Mahir Ünsal Eriş karakterlerini yaratırken bu arketiplerden faydalandı mı bilinmez, lakin hayatta var oldukları halde karakterlere muvaffakiyetle yedirildikleri su götürmez bir gerçek. O denli ki inandırıcılıkları epeyce etkileyici bir seviyede.
HATIRLAYARAK
Tatil Kitabı’nın çabucak hemen iki yüz sayfası boyunca karanlığı sadece kıyılarda gördüğümü ve sığ sularda eğlenceli kulaçlar atabildiğimi söylemeliyim. Sonlara yaklaştıkça ise sular bulandı, karanlık uykusundan uyandı, silahlar patladı ve ölüler yandı.

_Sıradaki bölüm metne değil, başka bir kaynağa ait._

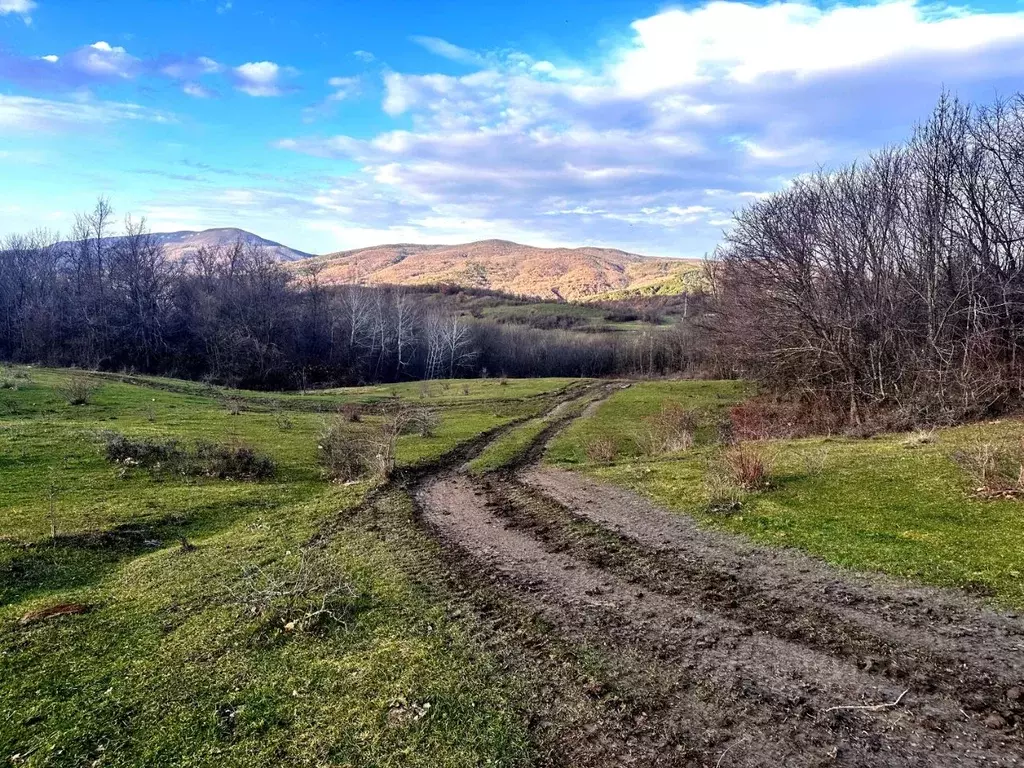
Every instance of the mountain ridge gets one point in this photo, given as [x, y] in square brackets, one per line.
[569, 273]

Bana kalırsa kitap, Tatil Kitabı ismini iki kapılı dükkândan alınan kitaptan olduğu kadar Münevver’in o uzun yazından da aldı. Almanya’da büyüyen bir kız çocuğunun; vefata, doğuma, ramazana, kan kardeşliğine, birinci oruca, birinci aşka, birinci ahretliğe, birinci yalnızlığa, birinci kandırılmaya şahitlik ettiği o koca yazdan.
Tatil Kitabı’yla seyahatimi bitirirken hatırladıklarımın tadı damağımda. Vakitle silineceklerine kuşkum yok. Lakin Münevver ve İbrahim’in şu cümleleri yüzümde her daim tatlı bir tebessüm bırakacak:
“Unuttuğumuz anılar nereye gidiyor? diye sordu. İbo şaşırdı kaldı. Bilmem, dedi çaresiz, tahminen de hatıramızdan silindikten sonra yüzümüzde çizgi oluyorlardır.”